Detail does not sum to total because one person may have many services.

2

Includes outlying areas not shown separately.

SOURCE: Health Care Financing Administration, Bureau of Data Management and Strategy: Data are from the Medicare Statistical System; data development from the Office of Research and Demonstrations.

  • Among the four U.S. census regions, the average allowed charge per user was highest in the West ($1,387), followed by the Northeast ($1,228), the South ($1,141), and the North Central ($1,065).

  • By division, there was marked variation in the average charge per user. The highest average charge in the Pacific Division ($1,463) was 52 percent higher than the average charge in the West North Central Division ($965).

  • The average number of services per user was highest in the North Central Region (38), followed by the Northeast (34), the South (33), and the West (32).

  • By division, the range was from a low of 30 services per person in the Mountain Division to a high of 41 per person in the East North Central Division, a difference of 37 percent.

  • Among the regions, assignment rates on submitted charges ranged from a low of 63 percent in the North Central to a high of 79 percent in the Northeast.

  • There was substantial variation in assignment rates among the divisions, ranging from 57 percent in the Mountain Division to 84 percent in New England.

  • The reduction rate among the regions was highest in the Northeast (31 percent) and lowest in the West (26 percent).

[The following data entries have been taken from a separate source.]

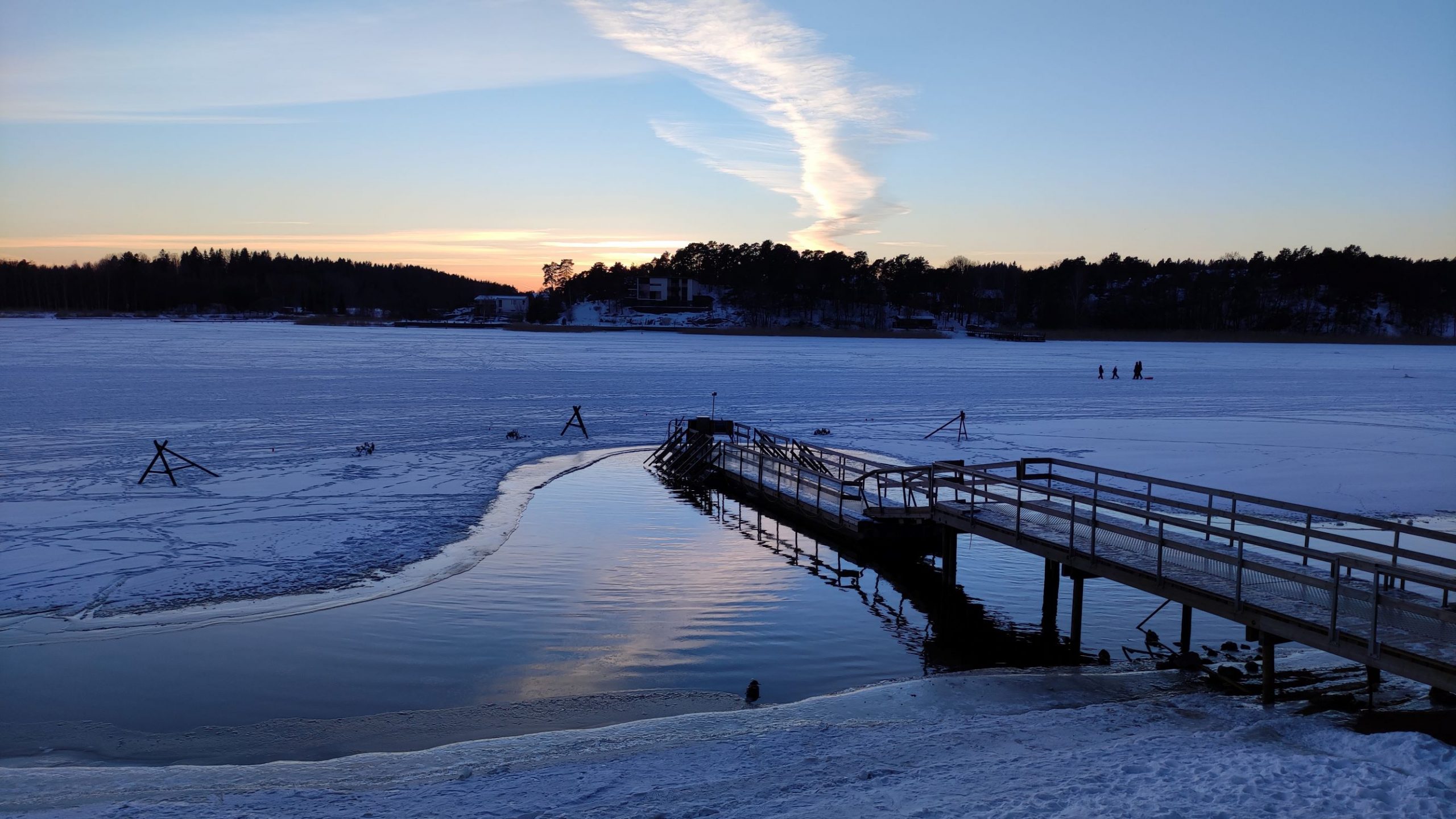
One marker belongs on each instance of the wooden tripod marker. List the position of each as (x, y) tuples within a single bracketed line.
[(576, 421), (167, 468), (961, 435)]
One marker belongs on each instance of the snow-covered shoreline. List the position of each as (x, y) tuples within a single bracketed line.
[(982, 744), (277, 410)]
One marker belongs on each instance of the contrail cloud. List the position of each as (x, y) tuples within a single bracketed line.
[(762, 63)]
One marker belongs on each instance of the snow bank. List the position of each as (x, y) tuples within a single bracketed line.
[(1004, 745), (277, 411)]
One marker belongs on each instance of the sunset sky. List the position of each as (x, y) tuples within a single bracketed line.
[(490, 136)]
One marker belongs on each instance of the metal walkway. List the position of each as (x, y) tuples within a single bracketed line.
[(1371, 591)]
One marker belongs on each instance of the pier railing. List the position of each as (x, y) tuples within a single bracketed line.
[(1251, 551), (810, 491)]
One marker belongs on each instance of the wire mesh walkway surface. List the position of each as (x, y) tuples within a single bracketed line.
[(1372, 591)]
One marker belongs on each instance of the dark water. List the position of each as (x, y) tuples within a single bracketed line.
[(612, 582)]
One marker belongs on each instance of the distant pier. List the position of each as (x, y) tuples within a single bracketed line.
[(1362, 594), (1005, 334)]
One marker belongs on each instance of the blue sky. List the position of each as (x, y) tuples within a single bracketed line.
[(490, 136)]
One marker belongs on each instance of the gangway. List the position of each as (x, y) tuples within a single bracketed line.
[(1378, 592)]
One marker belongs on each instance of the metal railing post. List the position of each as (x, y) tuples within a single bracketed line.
[(1160, 551), (1018, 507), (1395, 559), (1072, 528), (1238, 581), (1374, 646)]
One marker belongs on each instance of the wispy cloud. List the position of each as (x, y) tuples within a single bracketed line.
[(775, 72)]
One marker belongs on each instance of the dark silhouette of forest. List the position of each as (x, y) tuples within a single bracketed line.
[(1304, 292), (1298, 292), (237, 280)]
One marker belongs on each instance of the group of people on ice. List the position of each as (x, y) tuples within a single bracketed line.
[(1138, 372)]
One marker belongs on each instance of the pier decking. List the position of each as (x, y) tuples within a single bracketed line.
[(1360, 588)]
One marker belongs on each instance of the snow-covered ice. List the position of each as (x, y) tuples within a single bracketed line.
[(1057, 744), (277, 411)]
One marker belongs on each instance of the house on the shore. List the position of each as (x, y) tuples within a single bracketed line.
[(661, 291), (511, 308)]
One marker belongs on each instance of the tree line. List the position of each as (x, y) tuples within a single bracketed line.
[(235, 280), (1295, 291)]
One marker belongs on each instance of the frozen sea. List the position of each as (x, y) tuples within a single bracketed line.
[(277, 411), (296, 522)]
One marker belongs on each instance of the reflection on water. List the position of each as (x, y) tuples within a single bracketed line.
[(612, 582)]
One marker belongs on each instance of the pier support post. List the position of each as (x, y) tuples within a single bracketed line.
[(1077, 615), (948, 556), (1267, 656), (1050, 588)]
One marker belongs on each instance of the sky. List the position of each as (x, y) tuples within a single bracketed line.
[(488, 138)]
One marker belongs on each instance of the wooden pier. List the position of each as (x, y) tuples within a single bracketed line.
[(1004, 334), (1333, 581)]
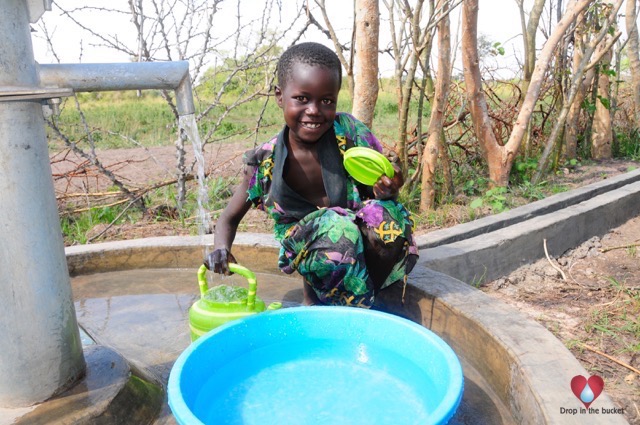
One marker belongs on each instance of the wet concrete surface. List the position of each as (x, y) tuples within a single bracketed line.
[(143, 314)]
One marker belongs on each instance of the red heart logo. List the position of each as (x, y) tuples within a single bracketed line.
[(587, 390)]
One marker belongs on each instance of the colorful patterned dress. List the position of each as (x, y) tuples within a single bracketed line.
[(325, 245)]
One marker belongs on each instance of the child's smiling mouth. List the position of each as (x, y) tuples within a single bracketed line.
[(310, 125)]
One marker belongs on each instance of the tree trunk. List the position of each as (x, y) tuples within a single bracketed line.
[(601, 138), (529, 31), (431, 151), (571, 130), (575, 81), (491, 149), (634, 57), (407, 87), (366, 76), (524, 116)]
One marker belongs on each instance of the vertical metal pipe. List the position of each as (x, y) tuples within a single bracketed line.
[(41, 350)]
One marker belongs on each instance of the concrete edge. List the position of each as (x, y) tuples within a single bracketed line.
[(517, 215), (489, 256), (536, 383), (533, 381)]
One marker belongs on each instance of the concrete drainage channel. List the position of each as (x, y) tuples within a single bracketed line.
[(520, 365)]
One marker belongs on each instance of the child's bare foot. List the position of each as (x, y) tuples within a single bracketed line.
[(309, 296)]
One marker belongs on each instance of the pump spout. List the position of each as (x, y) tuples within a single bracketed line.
[(88, 77)]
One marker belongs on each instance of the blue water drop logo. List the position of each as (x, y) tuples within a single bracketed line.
[(587, 395)]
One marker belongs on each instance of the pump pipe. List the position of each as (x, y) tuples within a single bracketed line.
[(89, 77)]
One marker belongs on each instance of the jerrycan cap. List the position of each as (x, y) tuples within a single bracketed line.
[(226, 297)]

  • By division, there was only slight variation in the reduction rate, ranging from 26 percent in the Pacific Division to 31 percent in the Middle Atlantic.

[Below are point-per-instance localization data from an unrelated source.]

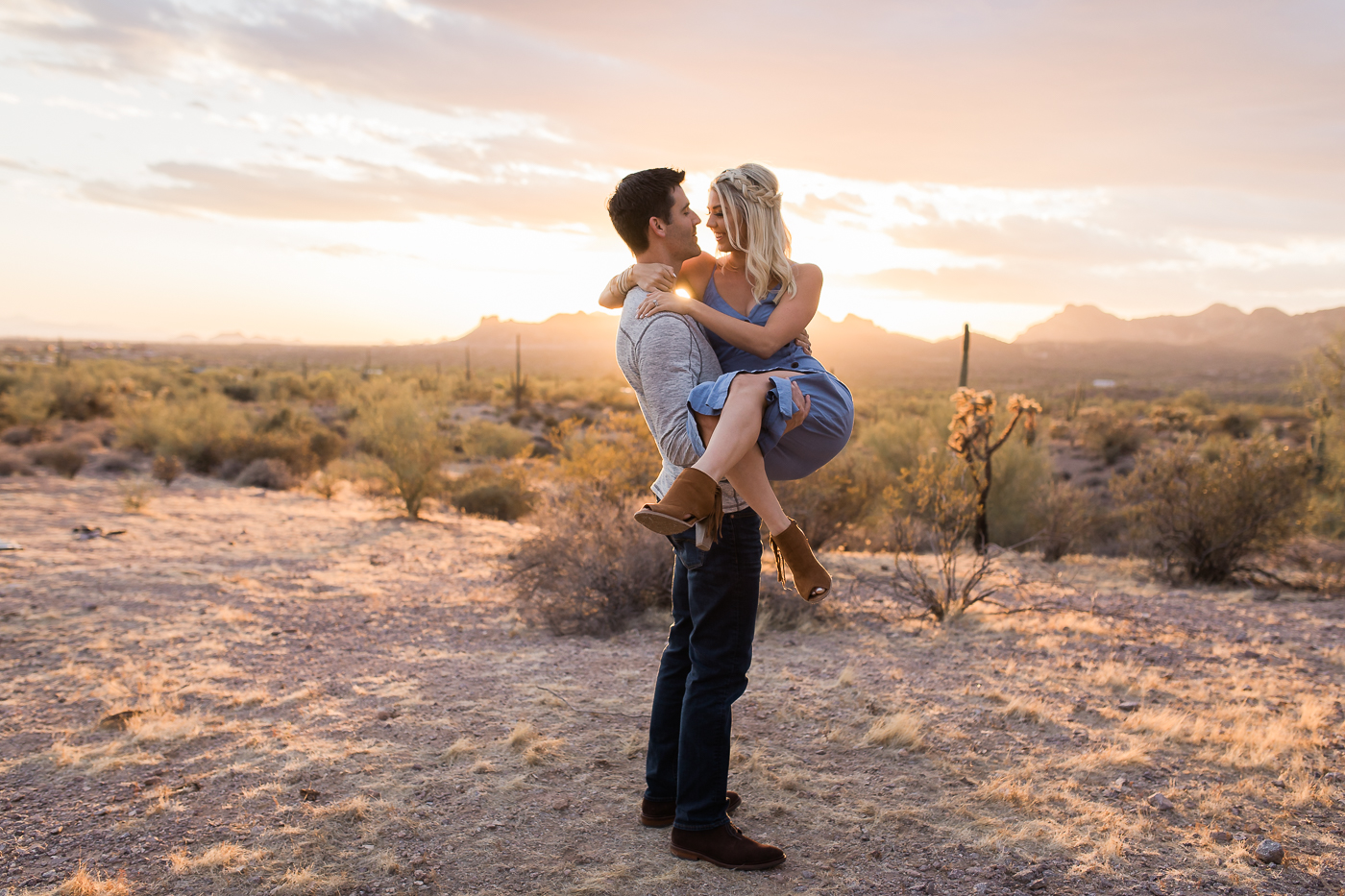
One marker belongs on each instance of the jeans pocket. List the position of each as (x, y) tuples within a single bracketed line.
[(683, 544)]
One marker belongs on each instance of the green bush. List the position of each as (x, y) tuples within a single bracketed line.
[(394, 428), (1109, 435), (591, 568), (615, 456), (1022, 475), (1064, 520), (1203, 517), (841, 494), (483, 439), (493, 493), (266, 472)]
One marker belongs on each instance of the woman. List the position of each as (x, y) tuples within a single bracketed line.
[(752, 302)]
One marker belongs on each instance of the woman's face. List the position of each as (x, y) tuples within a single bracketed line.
[(715, 221)]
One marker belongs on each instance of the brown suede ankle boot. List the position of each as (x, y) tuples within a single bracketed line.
[(689, 500), (726, 848), (661, 812), (810, 577)]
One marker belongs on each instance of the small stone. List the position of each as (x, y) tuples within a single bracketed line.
[(1270, 852)]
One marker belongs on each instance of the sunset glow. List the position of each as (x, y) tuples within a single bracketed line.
[(379, 170)]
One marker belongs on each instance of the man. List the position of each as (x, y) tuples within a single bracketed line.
[(715, 586)]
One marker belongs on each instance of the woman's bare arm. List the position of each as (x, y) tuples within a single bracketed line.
[(789, 319)]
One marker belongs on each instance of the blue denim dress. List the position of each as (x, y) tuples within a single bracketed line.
[(803, 449)]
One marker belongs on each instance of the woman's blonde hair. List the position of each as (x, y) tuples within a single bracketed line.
[(749, 197)]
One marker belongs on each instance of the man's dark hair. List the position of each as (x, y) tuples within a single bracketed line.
[(639, 197)]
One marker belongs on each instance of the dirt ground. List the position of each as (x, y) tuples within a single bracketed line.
[(269, 693)]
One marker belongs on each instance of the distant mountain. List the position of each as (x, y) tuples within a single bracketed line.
[(1263, 329)]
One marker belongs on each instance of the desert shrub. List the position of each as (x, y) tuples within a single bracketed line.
[(484, 439), (165, 469), (116, 463), (13, 463), (1204, 519), (1064, 520), (325, 483), (204, 429), (1197, 400), (136, 494), (614, 456), (1107, 433), (1239, 424), (501, 494), (975, 442), (935, 510), (843, 493), (1022, 473), (60, 458), (1314, 564), (266, 472), (591, 568), (19, 436), (401, 435), (295, 437)]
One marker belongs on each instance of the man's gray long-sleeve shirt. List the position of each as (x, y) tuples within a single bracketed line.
[(663, 356)]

HCFA Common Procedure Coding System

Data in Table 6 are on the 1986 use and cost of physician services by the 23 leading services with their HCPCS (HCFA Common Procedure Coding System) codes.

  • Based on allowed charges, the leading Medicare physician services and related HCPCS codes (Technical note) during 1986 were extracapsular cataract removal (HCPCS-66984) ($1.25 billion); office medical services, intermediate service (HCPCS-90060) ($883 million); office medical services, limited services (HCPCS-90050) ($785 million); hospital medical services, intermediate services (HCPCS-90260) ($716 million); and hospital medical services, limited services (HCPCS-90250) ($540 million). Together, these 5 leading services accounted for $4.2 billion in allowed charges, or approximately 16 percent of all allowed physician and supplier charges.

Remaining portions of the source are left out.